Es frágil el equilibrio que deben lograr las autoridades para favorecer la construcción y operación de la red y al mismo tiempo no distorsionar el mercado por dar condiciones más favorables al desarrollador de la RPCM frente a los demás operadores del sector. ¿Tiene derecho la RPCM a que se le asignen derechos de vía directamente o tendría que sujetarse al procedimiento ordinario? Si se le otorgan derechos de vía, podría infringir el principio de neutralidad a la competencia; si no se le otorgan, puede ser que no se logre desplegar la red en tiempo. Las prebases dejan al desarrollador a su suerte para derechos de vía que son el mayor obstáculo que enfrentan los operadores para desplegar red y cuyos costos son significativos; además de que existen facultades concurrentes de municipios, estados y federación lo que hace complicada una resolución pronta.

Previa opinión del IFT, el desarrollador podrá subarrendar las frecuencias de la banda de 700 MHz (prebases).
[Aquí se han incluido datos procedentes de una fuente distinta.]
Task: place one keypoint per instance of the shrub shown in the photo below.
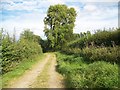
(79, 74)
(96, 75)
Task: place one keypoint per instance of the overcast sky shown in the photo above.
(91, 15)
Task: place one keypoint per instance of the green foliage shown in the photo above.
(14, 52)
(80, 74)
(109, 54)
(59, 24)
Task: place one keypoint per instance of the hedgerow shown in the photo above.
(13, 52)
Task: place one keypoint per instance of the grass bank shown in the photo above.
(81, 74)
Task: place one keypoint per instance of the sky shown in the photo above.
(92, 15)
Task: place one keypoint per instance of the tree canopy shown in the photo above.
(59, 24)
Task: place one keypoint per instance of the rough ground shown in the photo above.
(41, 75)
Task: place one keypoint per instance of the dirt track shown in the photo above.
(41, 75)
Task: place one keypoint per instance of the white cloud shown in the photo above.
(90, 8)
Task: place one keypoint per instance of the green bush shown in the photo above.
(96, 75)
(109, 54)
(79, 74)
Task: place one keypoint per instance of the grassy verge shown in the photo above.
(20, 69)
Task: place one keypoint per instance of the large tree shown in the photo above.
(59, 24)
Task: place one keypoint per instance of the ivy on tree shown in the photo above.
(59, 24)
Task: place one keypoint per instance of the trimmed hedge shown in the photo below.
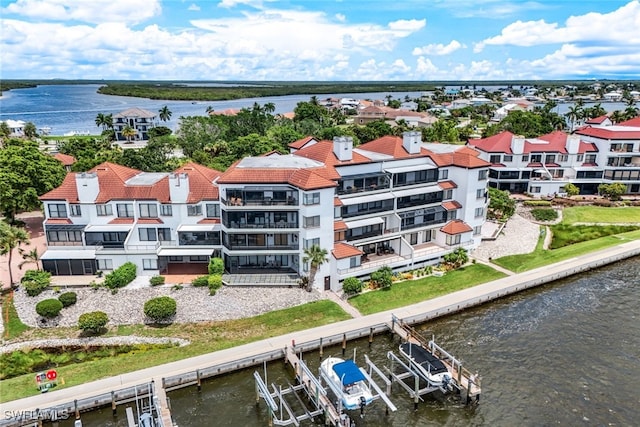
(49, 307)
(160, 308)
(35, 282)
(68, 299)
(93, 321)
(121, 276)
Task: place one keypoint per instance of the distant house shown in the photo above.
(137, 118)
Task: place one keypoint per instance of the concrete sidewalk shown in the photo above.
(416, 313)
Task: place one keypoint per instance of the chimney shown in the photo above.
(412, 141)
(178, 187)
(517, 144)
(343, 148)
(573, 144)
(87, 186)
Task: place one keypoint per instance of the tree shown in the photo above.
(164, 114)
(315, 256)
(25, 174)
(31, 257)
(612, 191)
(501, 206)
(129, 132)
(10, 238)
(30, 130)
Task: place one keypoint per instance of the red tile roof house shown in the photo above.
(594, 154)
(394, 201)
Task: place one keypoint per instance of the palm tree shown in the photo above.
(31, 257)
(315, 256)
(129, 132)
(165, 113)
(10, 238)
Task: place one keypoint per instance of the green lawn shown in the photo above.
(601, 214)
(540, 257)
(414, 291)
(205, 338)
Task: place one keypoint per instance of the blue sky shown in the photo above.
(320, 40)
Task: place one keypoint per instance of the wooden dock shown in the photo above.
(466, 382)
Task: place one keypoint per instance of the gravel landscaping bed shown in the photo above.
(194, 304)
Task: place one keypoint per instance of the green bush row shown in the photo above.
(121, 276)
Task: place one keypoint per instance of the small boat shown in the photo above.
(429, 365)
(348, 382)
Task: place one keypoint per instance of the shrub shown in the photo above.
(35, 282)
(93, 322)
(352, 285)
(49, 307)
(200, 281)
(537, 203)
(156, 280)
(121, 276)
(68, 299)
(160, 308)
(216, 266)
(544, 214)
(214, 283)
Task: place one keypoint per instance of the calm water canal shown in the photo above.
(565, 354)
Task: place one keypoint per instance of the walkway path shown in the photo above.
(415, 313)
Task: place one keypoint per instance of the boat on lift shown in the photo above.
(431, 368)
(347, 382)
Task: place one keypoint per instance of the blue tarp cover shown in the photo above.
(348, 372)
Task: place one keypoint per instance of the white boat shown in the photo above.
(348, 382)
(429, 365)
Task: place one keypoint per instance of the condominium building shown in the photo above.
(394, 201)
(594, 154)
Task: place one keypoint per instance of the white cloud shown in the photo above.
(92, 11)
(438, 49)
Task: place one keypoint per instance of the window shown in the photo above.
(312, 198)
(104, 264)
(147, 234)
(150, 264)
(125, 210)
(308, 243)
(148, 210)
(213, 210)
(104, 210)
(194, 210)
(312, 221)
(58, 210)
(75, 210)
(453, 240)
(164, 234)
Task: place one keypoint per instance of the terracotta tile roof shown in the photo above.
(150, 221)
(447, 185)
(121, 221)
(343, 250)
(456, 227)
(451, 205)
(302, 142)
(53, 221)
(201, 186)
(65, 159)
(66, 191)
(209, 221)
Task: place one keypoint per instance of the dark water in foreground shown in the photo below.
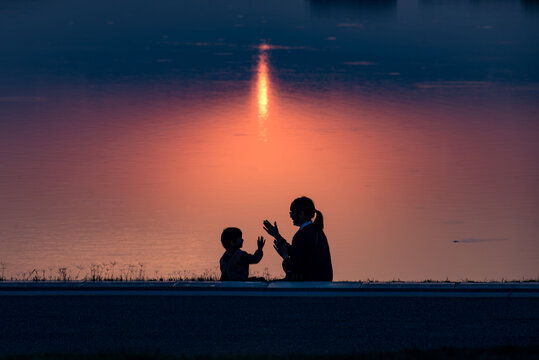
(134, 133)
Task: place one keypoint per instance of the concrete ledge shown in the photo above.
(271, 289)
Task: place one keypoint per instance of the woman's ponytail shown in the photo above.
(307, 205)
(319, 220)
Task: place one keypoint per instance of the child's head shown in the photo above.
(232, 238)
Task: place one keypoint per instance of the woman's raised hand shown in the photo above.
(260, 242)
(273, 230)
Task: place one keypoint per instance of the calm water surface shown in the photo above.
(134, 132)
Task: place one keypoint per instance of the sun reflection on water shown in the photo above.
(262, 91)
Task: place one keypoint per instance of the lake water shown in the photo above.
(133, 132)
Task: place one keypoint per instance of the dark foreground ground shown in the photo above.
(221, 325)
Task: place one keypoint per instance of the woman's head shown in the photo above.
(302, 209)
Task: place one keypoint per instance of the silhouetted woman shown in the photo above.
(308, 257)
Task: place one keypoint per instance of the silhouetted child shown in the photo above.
(235, 262)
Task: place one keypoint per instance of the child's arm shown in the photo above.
(257, 256)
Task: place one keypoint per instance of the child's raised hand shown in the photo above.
(273, 230)
(261, 242)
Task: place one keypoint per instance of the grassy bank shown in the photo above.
(498, 353)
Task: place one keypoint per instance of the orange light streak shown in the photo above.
(263, 92)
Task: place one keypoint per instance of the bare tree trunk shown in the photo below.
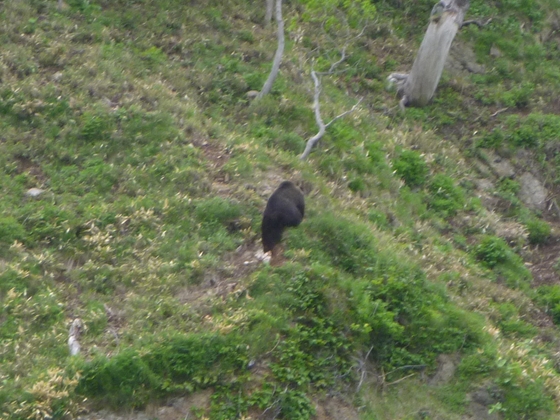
(268, 14)
(279, 52)
(419, 86)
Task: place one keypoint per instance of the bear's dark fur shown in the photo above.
(285, 208)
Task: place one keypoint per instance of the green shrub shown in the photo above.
(444, 196)
(10, 230)
(411, 167)
(349, 245)
(548, 297)
(492, 251)
(178, 363)
(539, 231)
(357, 185)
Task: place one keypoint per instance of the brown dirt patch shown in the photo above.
(543, 260)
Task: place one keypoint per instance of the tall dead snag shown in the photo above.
(279, 52)
(418, 87)
(316, 108)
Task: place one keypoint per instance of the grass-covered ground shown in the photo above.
(418, 281)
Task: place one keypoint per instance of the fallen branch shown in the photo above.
(74, 335)
(362, 368)
(279, 53)
(476, 22)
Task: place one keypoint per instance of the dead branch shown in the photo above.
(74, 335)
(478, 23)
(362, 368)
(268, 14)
(279, 52)
(499, 111)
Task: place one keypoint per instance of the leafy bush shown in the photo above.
(548, 297)
(357, 185)
(10, 230)
(217, 210)
(411, 167)
(445, 197)
(349, 245)
(495, 254)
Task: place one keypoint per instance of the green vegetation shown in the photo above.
(133, 119)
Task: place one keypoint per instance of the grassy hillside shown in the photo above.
(422, 283)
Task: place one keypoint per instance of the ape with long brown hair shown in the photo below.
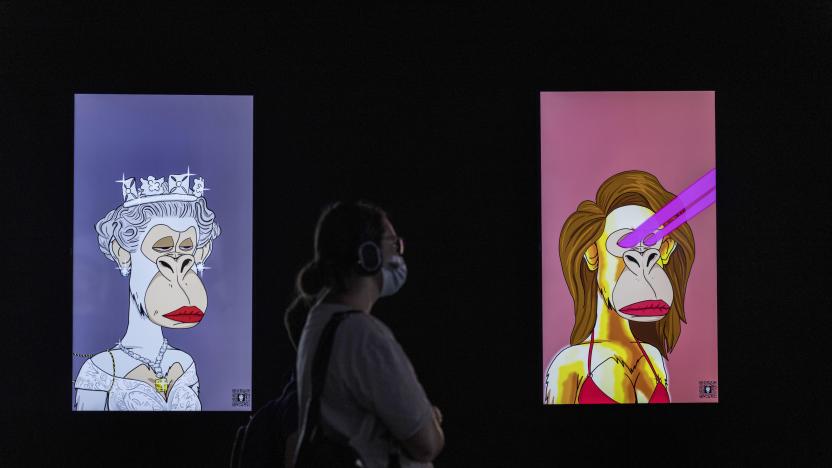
(628, 302)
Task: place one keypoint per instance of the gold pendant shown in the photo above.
(162, 385)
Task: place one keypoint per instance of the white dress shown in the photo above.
(134, 395)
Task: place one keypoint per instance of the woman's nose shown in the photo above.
(641, 263)
(174, 267)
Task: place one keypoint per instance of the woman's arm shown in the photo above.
(428, 441)
(562, 379)
(90, 400)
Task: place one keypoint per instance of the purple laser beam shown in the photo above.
(685, 206)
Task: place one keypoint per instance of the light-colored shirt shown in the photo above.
(371, 395)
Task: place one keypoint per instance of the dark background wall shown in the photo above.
(432, 112)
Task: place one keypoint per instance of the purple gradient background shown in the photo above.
(142, 135)
(587, 137)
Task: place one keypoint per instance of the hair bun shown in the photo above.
(311, 279)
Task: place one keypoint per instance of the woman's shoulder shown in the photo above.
(102, 362)
(96, 373)
(570, 355)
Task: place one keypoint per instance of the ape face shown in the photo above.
(632, 281)
(163, 282)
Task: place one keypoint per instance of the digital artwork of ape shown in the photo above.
(162, 256)
(628, 201)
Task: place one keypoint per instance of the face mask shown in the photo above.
(393, 276)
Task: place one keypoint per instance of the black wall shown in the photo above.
(433, 113)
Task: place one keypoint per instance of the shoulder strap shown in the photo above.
(589, 360)
(648, 361)
(320, 365)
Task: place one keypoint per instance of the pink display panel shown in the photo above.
(629, 295)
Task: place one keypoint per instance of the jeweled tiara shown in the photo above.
(177, 187)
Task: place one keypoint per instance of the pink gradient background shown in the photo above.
(586, 137)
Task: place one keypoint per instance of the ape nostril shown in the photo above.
(166, 265)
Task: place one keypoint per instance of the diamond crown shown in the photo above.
(177, 187)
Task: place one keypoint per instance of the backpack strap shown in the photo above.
(320, 366)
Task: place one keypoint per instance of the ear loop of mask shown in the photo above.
(364, 263)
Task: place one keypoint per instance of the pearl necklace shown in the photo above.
(161, 381)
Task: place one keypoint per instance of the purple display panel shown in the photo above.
(623, 139)
(208, 140)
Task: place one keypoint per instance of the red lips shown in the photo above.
(646, 308)
(186, 314)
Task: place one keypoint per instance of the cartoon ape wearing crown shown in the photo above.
(160, 236)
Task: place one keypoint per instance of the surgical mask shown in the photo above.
(393, 276)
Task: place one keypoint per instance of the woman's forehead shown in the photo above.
(174, 223)
(627, 217)
(388, 227)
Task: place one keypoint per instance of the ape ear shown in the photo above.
(667, 248)
(202, 253)
(121, 254)
(591, 257)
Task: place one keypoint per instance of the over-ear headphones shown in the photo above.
(370, 257)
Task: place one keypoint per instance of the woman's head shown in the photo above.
(341, 231)
(592, 264)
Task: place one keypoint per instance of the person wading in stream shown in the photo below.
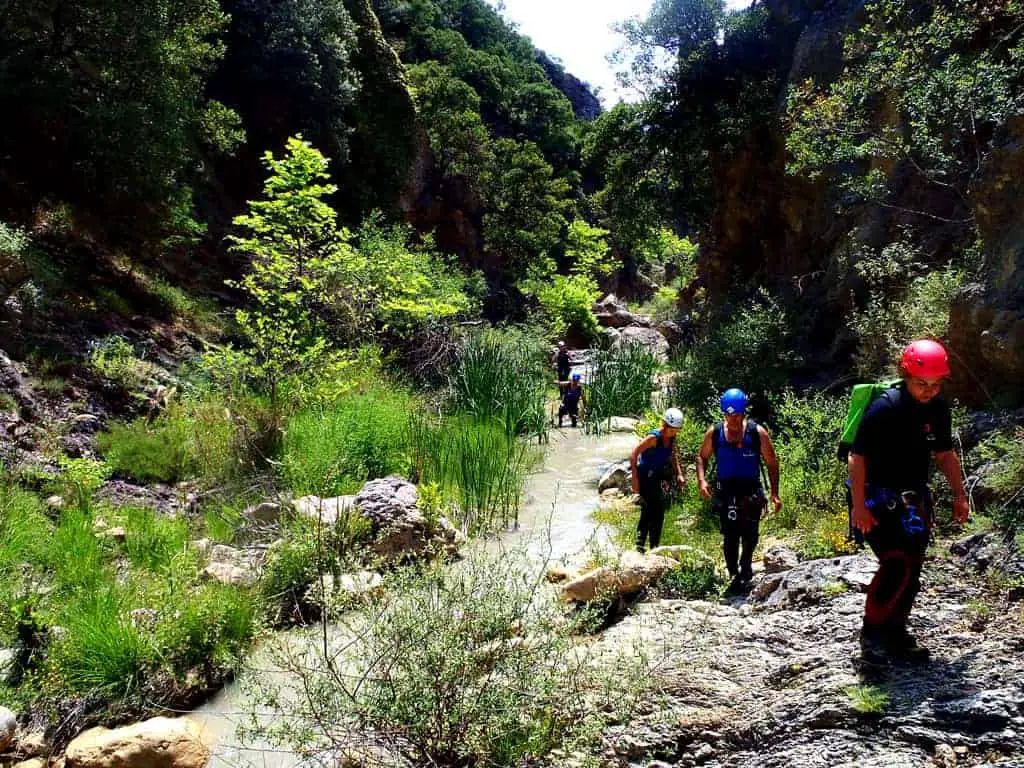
(738, 444)
(890, 501)
(650, 462)
(562, 365)
(572, 398)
El desarrollador pagaría conforme a la Ley de Ingresos de la Federación, hoy en discusión en el Senado y la Cámara de Diputados, una tarifa preferencial, por las obligaciones de cobertura y calidad que tendría. Aunque suena lógico permitir el subarrendamiento –como lo podría hacer cualquier concesionario- y una tarifa reducida por las condiciones especiales, también tiene sus pormenores. Si el espíritu constitucional era dar la joya de la corona en frecuencias para lograr cobertura, ¿se justifica que estas se comercialicen para obtener ingresos que debieran ser del Erario? Y se podrá argumentar que las prebases exigen que el desarrollador comparta las utilidades con el gobierno, pero queda la interrogante de si estas medidas pueden desnivelar el terreno de juego de los demás operadores.

Los servicios de la RPCM deben dar una velocidad mínima de 1 Mbps (subida) y 4 Mbps (bajada), ¿es suficiente o será una carcacha para cuando se termine de instalar la RPCM? Quizá se debieran establecer velocidades incrementales porque lo que hoy es rápido en banda ancha, mañana es lento. La RPCM no debe quedar en manos de inexpertos, pero está prohibido a nivel constitucional que los prestadores de telecomunicaciones tengan influencia en la operación. ¿Cómo hilvanar entre uno y otro? Finalmente, se propone la creación de un organismo descentralizado (OPRITEL) para garantizar la instalación de la RPCM y la prestación de servicios, lo cual es injustificado porque la SCT e IFT debieran hacer esas funciones.

Inaudito. El IFT, por mayoría de votos de los comisionados Borjón, Contreras, Cuevas, Estrada y Fromow, resolvió que “no se tienen elementos de convicción” para determinar a Televisa como dominante en TV restringida. La resolución -que es lo jurídicamente válido- tras argumentar por qué las pruebas y defensas de Televisa no desvirtúan el dictamen preliminar de la Autoridad Investigadora que afirma que sí lo es, decide en 2 páginas que como Televisa y sus competidores han crecido, y a su parecer no puede fijar precios o restringir el abasto a pesar de tener el 62% del mercado, entonces no es dominante. La versión estenográfica dice un poco más que la resolución, aunque sin convencer, ni fundamentar como estaban obligados a hacerlo. Además la discusión final de los comisionados refleja que, aunque podrían iniciar investigaciones en el mercado de publicidad, este caso de la dominancia de Televisa en TV de paga, ya quedó cerrado para siempre.